INTERVIEW AMBER VAN DAM

January 25, 2014 18:42
Amber Van Dam (right) with Sophia Parvizi-Wayne, whom she has supported through anorexia nervosa

By

Sandy Rashty,

Sandy Rashty

3 min read

Highgate School pupil Amber Van Dam found it difficult to watch classmate Sophia Parvizi-Wayne battle against anorexia nervosa. But she helped her best friend on the road to recovery and now the 16-year-olds are fronting a campaign to promote mental health awareness within schools.

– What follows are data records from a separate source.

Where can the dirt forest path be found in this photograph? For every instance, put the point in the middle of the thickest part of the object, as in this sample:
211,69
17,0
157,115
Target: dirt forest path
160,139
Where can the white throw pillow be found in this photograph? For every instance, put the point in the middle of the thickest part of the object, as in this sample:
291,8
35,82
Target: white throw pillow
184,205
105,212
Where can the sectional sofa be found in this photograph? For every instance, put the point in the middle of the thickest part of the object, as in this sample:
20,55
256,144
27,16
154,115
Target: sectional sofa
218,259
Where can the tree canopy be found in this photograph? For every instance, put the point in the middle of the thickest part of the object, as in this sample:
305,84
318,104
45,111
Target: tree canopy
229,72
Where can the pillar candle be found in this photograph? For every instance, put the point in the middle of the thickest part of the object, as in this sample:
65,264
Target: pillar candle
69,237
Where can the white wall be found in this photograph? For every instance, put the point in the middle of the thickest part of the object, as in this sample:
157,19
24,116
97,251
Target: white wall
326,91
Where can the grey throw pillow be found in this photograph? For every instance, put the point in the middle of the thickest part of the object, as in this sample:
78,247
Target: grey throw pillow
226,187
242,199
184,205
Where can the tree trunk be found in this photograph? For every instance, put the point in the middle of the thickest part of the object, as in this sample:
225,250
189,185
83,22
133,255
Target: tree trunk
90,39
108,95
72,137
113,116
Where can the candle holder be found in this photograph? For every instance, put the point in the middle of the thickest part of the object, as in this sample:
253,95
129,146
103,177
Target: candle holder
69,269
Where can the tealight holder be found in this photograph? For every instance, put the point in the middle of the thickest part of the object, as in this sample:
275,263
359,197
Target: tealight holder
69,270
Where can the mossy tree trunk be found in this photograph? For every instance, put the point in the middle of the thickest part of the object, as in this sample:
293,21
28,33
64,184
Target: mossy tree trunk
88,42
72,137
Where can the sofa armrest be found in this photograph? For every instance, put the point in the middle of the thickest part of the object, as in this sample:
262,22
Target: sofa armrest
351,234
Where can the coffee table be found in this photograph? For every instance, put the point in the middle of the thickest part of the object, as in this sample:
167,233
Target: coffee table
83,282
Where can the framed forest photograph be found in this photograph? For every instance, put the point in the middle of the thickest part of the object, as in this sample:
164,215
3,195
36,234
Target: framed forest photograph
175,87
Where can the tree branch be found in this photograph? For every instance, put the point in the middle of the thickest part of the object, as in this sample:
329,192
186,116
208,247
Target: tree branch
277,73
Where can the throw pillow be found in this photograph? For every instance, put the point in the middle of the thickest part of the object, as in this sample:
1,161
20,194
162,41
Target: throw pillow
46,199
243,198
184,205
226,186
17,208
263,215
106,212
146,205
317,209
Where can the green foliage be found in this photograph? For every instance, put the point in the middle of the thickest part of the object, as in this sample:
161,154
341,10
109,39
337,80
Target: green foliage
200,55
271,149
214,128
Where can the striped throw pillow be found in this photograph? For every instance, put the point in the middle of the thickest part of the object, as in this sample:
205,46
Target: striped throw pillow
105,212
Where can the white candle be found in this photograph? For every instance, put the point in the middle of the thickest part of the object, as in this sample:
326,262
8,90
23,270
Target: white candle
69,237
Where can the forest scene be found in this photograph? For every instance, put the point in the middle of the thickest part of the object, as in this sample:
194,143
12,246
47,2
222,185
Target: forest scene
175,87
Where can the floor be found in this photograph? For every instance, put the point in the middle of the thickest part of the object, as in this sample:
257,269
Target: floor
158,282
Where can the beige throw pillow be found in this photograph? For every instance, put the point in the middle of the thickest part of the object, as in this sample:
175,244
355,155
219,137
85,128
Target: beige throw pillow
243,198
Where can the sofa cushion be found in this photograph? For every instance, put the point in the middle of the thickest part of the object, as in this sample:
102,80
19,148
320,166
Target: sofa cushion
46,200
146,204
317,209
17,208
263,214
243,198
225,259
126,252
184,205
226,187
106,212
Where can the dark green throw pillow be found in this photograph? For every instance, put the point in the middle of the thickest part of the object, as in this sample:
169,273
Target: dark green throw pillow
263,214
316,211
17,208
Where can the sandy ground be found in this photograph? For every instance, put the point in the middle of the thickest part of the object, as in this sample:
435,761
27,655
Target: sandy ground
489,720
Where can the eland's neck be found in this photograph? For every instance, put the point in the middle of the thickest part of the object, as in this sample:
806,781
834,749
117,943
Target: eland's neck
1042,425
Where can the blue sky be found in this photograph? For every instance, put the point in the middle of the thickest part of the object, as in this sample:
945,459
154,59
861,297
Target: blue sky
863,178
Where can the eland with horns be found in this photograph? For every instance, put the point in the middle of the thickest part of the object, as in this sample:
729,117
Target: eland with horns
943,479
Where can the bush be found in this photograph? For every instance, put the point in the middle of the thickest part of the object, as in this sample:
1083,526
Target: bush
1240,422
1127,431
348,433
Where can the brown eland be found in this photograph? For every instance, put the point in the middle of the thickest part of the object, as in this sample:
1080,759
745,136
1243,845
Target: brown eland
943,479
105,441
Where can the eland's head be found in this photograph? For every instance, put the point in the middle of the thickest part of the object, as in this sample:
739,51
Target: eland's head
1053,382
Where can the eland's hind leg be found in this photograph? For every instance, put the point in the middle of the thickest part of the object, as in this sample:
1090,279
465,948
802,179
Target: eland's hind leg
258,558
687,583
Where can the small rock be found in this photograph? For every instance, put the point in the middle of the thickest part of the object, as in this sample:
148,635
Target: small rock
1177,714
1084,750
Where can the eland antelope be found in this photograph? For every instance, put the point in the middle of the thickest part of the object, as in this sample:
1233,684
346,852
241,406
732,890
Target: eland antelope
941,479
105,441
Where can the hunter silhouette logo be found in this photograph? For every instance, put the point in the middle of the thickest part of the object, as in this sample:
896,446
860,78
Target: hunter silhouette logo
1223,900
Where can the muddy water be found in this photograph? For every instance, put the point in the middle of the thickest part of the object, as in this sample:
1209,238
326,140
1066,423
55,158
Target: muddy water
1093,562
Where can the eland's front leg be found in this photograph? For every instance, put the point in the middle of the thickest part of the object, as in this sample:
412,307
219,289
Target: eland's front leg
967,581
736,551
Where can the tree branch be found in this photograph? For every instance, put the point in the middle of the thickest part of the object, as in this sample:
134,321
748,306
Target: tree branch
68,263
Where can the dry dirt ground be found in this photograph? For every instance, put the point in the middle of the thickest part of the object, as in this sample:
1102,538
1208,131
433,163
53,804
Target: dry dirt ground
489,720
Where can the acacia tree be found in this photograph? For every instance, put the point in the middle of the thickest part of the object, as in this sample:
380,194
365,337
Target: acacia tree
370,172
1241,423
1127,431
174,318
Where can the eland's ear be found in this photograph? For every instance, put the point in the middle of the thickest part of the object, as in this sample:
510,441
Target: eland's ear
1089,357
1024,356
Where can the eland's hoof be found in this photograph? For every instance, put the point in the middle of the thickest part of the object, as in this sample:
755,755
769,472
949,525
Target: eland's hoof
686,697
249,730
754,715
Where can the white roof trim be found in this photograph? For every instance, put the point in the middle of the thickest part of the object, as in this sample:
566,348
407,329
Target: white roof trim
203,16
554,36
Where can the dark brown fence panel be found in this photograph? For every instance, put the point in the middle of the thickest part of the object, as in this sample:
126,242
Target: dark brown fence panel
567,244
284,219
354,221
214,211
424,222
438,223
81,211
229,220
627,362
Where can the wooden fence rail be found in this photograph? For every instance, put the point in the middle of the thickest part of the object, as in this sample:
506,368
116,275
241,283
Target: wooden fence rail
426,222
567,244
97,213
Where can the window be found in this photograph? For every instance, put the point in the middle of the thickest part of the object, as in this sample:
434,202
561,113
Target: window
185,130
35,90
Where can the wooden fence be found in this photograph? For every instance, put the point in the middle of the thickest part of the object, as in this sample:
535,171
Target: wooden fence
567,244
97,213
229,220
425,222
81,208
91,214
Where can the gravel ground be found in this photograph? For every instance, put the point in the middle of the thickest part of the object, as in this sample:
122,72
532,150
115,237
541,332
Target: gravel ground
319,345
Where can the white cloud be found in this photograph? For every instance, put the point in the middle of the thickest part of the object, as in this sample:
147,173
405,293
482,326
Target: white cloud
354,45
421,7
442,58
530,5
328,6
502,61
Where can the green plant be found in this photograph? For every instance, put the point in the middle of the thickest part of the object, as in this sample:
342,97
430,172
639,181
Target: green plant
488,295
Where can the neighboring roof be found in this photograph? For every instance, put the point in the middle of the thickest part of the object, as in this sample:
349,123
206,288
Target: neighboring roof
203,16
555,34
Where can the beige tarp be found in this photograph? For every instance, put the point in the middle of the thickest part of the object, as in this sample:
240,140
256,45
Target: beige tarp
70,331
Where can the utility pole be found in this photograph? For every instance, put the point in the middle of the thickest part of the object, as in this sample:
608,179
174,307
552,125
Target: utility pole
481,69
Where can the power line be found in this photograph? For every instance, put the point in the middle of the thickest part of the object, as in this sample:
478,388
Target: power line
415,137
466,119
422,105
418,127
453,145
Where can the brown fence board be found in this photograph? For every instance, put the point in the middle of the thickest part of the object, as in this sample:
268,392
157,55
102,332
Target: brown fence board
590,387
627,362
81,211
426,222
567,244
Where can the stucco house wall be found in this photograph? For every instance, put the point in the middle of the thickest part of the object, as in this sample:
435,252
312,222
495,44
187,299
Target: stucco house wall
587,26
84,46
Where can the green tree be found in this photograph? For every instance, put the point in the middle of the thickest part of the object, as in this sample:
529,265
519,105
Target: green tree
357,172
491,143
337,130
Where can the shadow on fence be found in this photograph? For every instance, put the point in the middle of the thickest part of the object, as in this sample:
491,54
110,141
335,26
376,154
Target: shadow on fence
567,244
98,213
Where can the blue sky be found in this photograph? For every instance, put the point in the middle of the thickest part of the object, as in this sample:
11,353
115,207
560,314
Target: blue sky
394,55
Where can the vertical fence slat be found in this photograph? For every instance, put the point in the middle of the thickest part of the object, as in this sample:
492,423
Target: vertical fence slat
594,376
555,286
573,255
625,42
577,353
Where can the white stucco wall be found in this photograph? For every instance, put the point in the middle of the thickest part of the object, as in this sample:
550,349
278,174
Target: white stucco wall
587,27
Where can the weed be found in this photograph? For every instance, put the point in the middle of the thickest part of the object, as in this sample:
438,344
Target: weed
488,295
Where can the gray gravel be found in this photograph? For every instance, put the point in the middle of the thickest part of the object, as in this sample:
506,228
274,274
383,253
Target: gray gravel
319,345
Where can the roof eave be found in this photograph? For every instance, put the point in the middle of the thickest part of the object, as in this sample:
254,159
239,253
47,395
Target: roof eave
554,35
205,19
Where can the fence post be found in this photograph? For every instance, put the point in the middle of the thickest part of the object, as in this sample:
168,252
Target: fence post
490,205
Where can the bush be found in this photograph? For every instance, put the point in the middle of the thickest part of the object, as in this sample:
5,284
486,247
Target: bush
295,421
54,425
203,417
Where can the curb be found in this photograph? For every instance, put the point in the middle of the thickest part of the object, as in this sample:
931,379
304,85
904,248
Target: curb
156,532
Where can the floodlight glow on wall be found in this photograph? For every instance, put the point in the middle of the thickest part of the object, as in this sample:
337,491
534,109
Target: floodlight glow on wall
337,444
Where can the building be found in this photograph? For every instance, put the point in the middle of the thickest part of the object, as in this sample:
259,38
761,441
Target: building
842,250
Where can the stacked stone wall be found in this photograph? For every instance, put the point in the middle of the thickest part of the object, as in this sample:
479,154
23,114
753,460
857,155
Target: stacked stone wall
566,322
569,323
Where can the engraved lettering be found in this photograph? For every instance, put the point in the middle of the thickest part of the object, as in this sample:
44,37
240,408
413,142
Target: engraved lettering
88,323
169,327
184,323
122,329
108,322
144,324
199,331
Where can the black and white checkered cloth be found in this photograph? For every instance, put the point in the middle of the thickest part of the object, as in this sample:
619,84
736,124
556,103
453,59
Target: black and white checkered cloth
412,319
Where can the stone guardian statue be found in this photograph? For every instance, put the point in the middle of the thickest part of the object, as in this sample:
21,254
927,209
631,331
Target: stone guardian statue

Having finalised their proposals at a brainstorming session at the Zest café at the JW3 community centre in Finchley Road, the girls opted to start with a three-page handwritten letter to the Highgate head, urging him to implement a mental health awareness programme. But they are pushing for schools across the country to get on board.

Amber, a former Reform Synagogue Youth member, has supported Sophia over the past two years in her battle against anorexia — the potentially life-threatening eating disorder that is affecting an increasing number of young people. A keen cross-country runner, Sophia’s strenuous exercise regime had triggered the condition and she lost three stone in a year.

And Amber feels she would have been better placed to help her friend with the proper knowledge. As Sophia changed from a gregarious, outgoing girl to a withdrawn teen obsessing over food, “at one point, I didn’t want to be around her. It was such a bad stage,” Amber recalls over a coffee in Golders Green. “A lot of people around us just couldn’t deal with it. One day we went to a house-party. I saw how thin she was and just burst out crying. I said: ‘I can’t see you like this.’ We both went home early that night.”